Although the level of economic growth was slightly more than economists had forecast, the recovery is still widely viewed as delicate, driven largely by government stimulus.

David Rosenberg, chief economist and strategist at Gluskin Sheff + Associates Inc., said there is a danger that output turns negative this quarter "as all the government-applied medication begins to wear off."





Much of the GDP growth has come from government subsidies to spur consumers to buy automobiles and houses. The United States offered a rebate of as much as $4,500 (U.S.) to anyone who traded in an old vehicle and bought a new one. It has also been priming the real estate market with an $8,000 tax credit for first-time home buyers.

The recent highs in the stock market have not been backed up with events that traditionally mark a recovery, including bigger trading volumes, rising consumer confidence and strong growth in transportation, Mr. Rosenberg wrote in his daily commentary. Government policies are not being shaped accordingly, he added.

"Subsidy does not address the real fundamental problems in the economy, which is a defunct credit system, a jobs crisis, a massive overhang of vacant homes, apartments, shopping malls and office buildings - not to mention an economy that is becoming dangerously addicted to government stimulus," he said.

Several days of significant losses on global stock markets are signalling a correction in the works that could see stocks lose at least between 10 per cent and 15 per cent of their value, said Dennis Gartman, the U.S. author of the influential daily market newsletter bearing his name,





One troubling sign, he wrote, is that over the last few weeks, stock prices have risen as trading volumes declined, suggesting a thinly supported comeback. Now with markets slipping, volumes are on the rise, suggesting a lot of latecomers at the end of a rally.

Mr. Gartman tracks a compilation of 10 stock market indices around the world for trends, covering the U.S., Canada, Brazil, Europe and Asia. Rarely, he said, do all 10 of the markets fall at the same time, which is what has happened in the last few days.

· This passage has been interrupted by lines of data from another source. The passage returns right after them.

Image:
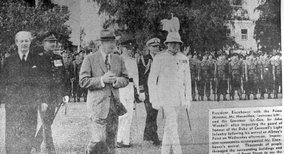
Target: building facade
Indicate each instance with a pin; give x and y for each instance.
(242, 25)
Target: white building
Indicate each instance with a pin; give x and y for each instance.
(83, 17)
(242, 27)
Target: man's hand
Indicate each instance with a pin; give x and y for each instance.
(109, 77)
(44, 107)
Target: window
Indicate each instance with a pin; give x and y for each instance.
(237, 2)
(244, 34)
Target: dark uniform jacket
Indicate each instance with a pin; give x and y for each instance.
(56, 80)
(19, 80)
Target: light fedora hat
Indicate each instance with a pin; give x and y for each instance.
(173, 37)
(107, 35)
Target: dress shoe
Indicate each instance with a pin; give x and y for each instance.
(157, 142)
(121, 145)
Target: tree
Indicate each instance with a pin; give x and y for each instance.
(268, 29)
(17, 16)
(202, 22)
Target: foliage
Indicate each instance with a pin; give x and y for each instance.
(268, 29)
(17, 16)
(202, 21)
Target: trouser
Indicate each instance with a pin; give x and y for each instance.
(47, 120)
(277, 84)
(236, 86)
(150, 131)
(222, 86)
(21, 123)
(171, 137)
(266, 84)
(251, 87)
(193, 92)
(78, 92)
(204, 85)
(44, 135)
(124, 123)
(104, 131)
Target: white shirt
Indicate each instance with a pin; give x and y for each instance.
(170, 80)
(104, 58)
(21, 55)
(132, 69)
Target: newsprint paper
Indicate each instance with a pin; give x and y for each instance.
(207, 127)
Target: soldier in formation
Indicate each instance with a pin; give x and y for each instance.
(222, 77)
(247, 75)
(235, 67)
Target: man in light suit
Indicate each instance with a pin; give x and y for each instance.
(170, 88)
(19, 83)
(103, 73)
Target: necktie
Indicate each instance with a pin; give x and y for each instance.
(107, 62)
(23, 58)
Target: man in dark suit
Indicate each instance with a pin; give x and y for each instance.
(103, 73)
(19, 85)
(56, 85)
(150, 131)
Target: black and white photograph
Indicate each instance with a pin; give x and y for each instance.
(141, 77)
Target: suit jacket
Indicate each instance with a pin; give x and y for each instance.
(98, 98)
(170, 80)
(54, 78)
(19, 81)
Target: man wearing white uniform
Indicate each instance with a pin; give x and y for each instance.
(127, 98)
(170, 88)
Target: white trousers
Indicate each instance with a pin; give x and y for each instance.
(124, 123)
(171, 137)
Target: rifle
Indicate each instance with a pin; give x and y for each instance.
(188, 119)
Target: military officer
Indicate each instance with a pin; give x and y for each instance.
(150, 131)
(58, 88)
(212, 64)
(222, 76)
(252, 76)
(204, 82)
(193, 62)
(266, 84)
(277, 73)
(170, 88)
(235, 67)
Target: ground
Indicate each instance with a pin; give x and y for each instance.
(71, 133)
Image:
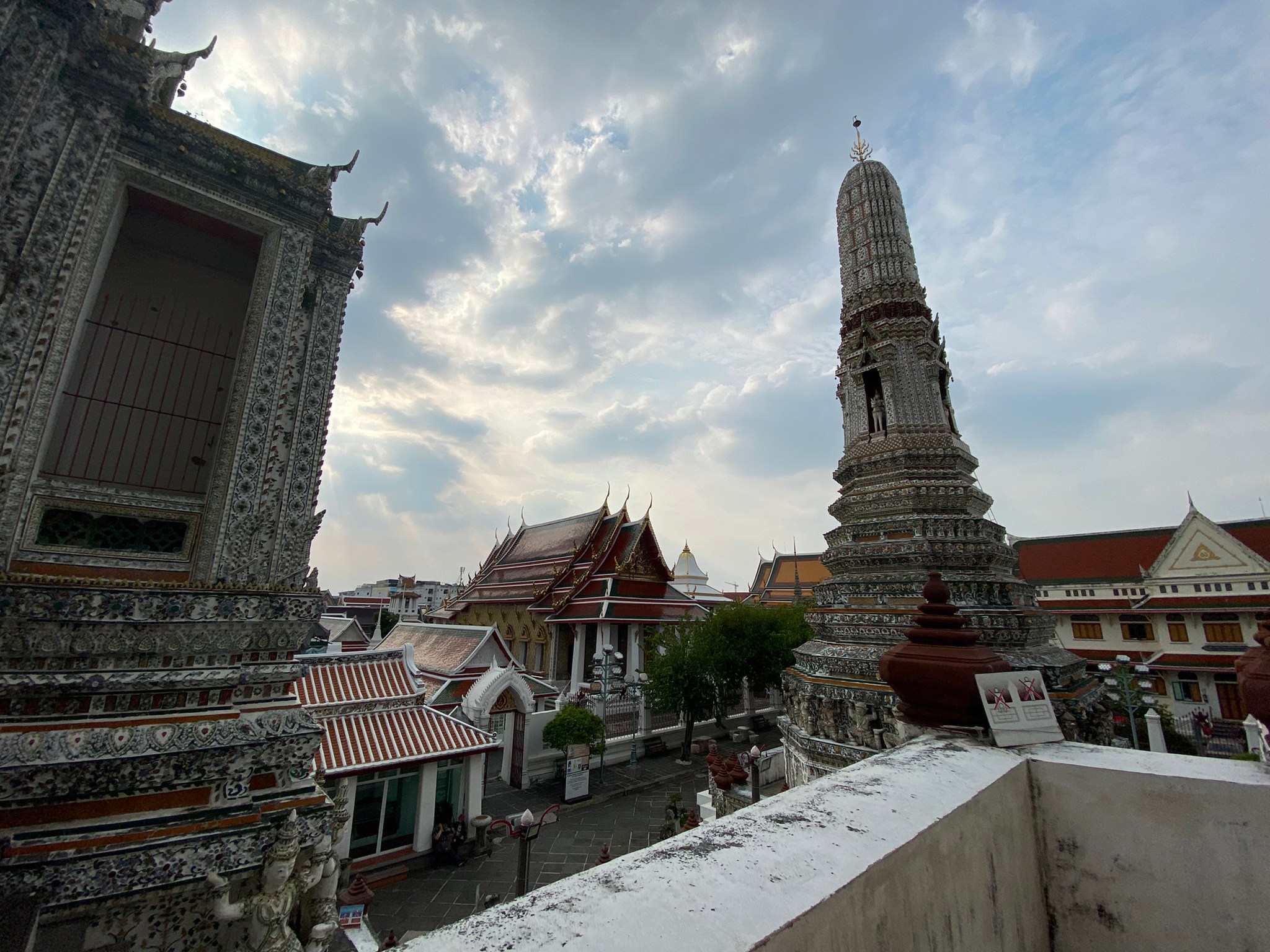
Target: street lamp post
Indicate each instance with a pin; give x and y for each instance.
(528, 833)
(636, 682)
(1127, 682)
(606, 669)
(753, 774)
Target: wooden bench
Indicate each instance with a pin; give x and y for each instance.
(654, 747)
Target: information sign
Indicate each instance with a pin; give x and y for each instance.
(577, 774)
(1019, 708)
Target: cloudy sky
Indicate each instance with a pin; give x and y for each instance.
(610, 254)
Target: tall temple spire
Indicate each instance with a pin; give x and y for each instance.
(908, 506)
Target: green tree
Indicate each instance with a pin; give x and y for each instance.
(574, 725)
(681, 676)
(388, 622)
(753, 644)
(698, 669)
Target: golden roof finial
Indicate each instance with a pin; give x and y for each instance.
(861, 150)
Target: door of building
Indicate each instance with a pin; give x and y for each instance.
(517, 751)
(1230, 701)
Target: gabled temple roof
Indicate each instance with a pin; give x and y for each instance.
(357, 678)
(342, 628)
(778, 579)
(395, 738)
(1114, 557)
(598, 565)
(446, 649)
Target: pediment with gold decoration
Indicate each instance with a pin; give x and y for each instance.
(1201, 547)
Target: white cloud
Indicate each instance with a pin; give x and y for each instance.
(996, 40)
(610, 254)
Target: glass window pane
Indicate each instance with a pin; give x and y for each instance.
(366, 819)
(448, 794)
(401, 811)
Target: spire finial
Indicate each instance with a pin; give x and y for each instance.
(861, 150)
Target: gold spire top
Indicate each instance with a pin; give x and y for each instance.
(861, 150)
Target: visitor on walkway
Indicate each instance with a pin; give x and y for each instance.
(443, 843)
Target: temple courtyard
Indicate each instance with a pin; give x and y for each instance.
(625, 814)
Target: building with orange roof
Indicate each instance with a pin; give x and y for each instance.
(559, 589)
(1185, 601)
(788, 578)
(908, 506)
(401, 764)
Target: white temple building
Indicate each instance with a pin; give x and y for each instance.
(693, 582)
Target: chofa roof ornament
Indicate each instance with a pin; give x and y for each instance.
(860, 150)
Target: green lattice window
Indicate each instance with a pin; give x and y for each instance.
(118, 534)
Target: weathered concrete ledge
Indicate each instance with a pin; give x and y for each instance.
(941, 843)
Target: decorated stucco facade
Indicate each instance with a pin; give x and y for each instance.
(910, 505)
(149, 729)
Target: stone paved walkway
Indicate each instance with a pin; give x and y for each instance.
(625, 813)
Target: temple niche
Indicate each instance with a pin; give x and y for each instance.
(172, 301)
(910, 505)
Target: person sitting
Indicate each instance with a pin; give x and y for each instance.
(443, 844)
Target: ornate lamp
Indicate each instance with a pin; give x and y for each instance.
(933, 672)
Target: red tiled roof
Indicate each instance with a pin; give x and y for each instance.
(437, 648)
(1207, 602)
(1090, 654)
(1198, 662)
(334, 679)
(406, 735)
(1116, 555)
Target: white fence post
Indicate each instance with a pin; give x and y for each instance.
(1156, 733)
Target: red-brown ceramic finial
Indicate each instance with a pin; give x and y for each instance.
(933, 671)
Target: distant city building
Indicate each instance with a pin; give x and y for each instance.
(788, 578)
(1183, 601)
(693, 582)
(404, 596)
(337, 633)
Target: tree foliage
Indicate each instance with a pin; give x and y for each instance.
(574, 725)
(699, 668)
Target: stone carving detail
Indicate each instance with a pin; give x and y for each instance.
(283, 881)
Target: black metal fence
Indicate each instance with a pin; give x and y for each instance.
(1214, 736)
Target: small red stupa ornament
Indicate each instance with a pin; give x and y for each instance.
(933, 671)
(1254, 673)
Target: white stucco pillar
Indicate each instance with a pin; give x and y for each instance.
(1253, 734)
(425, 816)
(636, 645)
(346, 835)
(473, 782)
(1156, 733)
(579, 645)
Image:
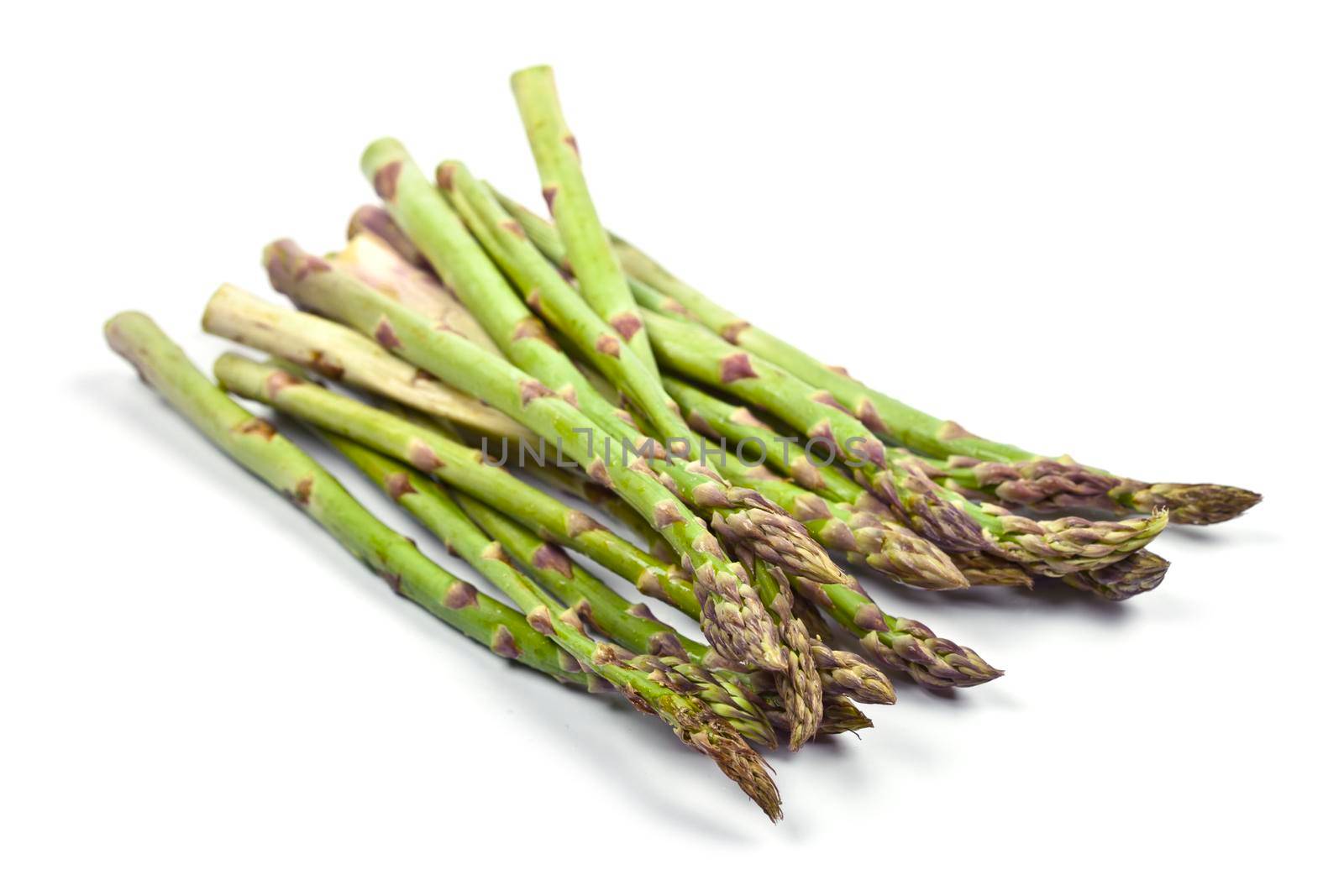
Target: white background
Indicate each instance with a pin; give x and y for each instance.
(1104, 228)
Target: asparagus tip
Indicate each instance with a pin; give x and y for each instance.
(1196, 504)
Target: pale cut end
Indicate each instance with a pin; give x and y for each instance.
(1203, 504)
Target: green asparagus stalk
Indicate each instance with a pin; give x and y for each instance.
(429, 504)
(627, 560)
(461, 468)
(566, 195)
(1015, 476)
(956, 524)
(553, 297)
(441, 234)
(336, 352)
(1012, 474)
(732, 613)
(255, 445)
(464, 469)
(743, 515)
(602, 499)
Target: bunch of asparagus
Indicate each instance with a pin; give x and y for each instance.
(483, 352)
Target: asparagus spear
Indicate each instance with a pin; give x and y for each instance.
(835, 508)
(255, 445)
(874, 532)
(444, 238)
(302, 277)
(1016, 476)
(938, 513)
(339, 354)
(984, 569)
(461, 468)
(429, 504)
(378, 265)
(1046, 547)
(635, 627)
(393, 436)
(732, 616)
(553, 297)
(371, 219)
(566, 195)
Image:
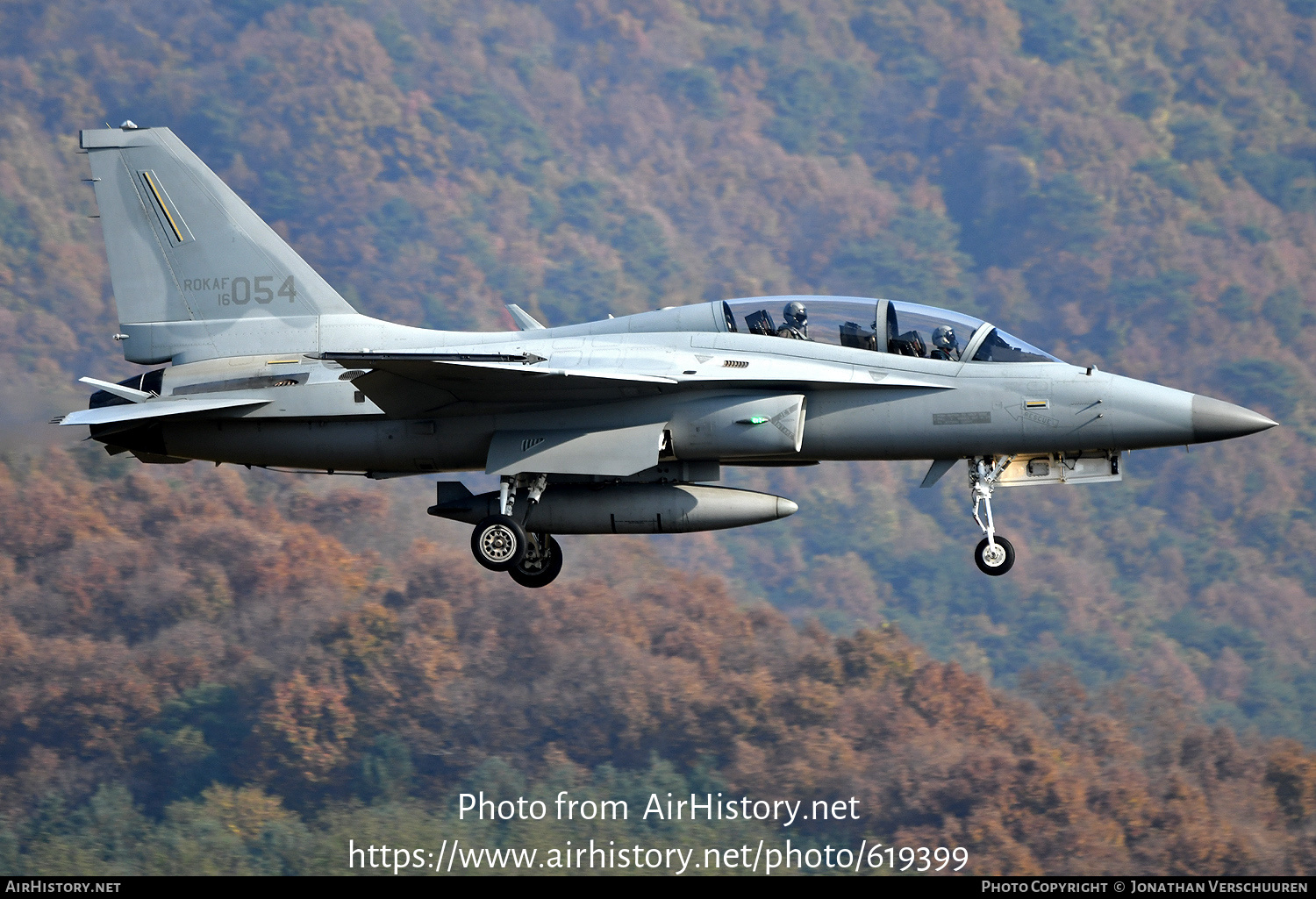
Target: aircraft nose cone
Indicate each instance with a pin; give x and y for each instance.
(1220, 420)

"A 5.3 per cent decline in value in three sessions is not to be scoffed at, nor can it be merely tossed-off as a correction, for rarely have we seen all 10 markets that comprise our index fall by more than 1 per cent in unison," he said.

The signal means that "buying has been sated and that a prolonged market downward trend is only just beginning," he wrote. "At the moment, we fear that we are only now seeing the beginning of this selling; that the public has only just gotten long after remaining out; and that they'll not begin liquidating until prices are lower and their hopes have been dashed yet again."

Even if markets are on the edge of a major correction, Goldman Sachs Group Inc. thinks there is unique opportunity ahead in Chinese stocks.

In a new report, the investment bank forecast that Hong Kong's Hang Seng China Enterprises Index and China's CSI 300 Index (which tracks 300 stocks traded on the Shanghai and Shenzhen stock exchanges) will have risen about 30 per cent by the end of next year. It noted that $40-billion worth of new listings will hit the Shanghai market in that period, including China Mobile Ltd. - the world's largest wireless company - and national oil giant Cnooc Ltd.

Among Goldman Sachs' top picks in China are China Construction Bank Corp., Ping An Insurance Co., WuXi Pharmatech Cayman Inc. and Sina Corp.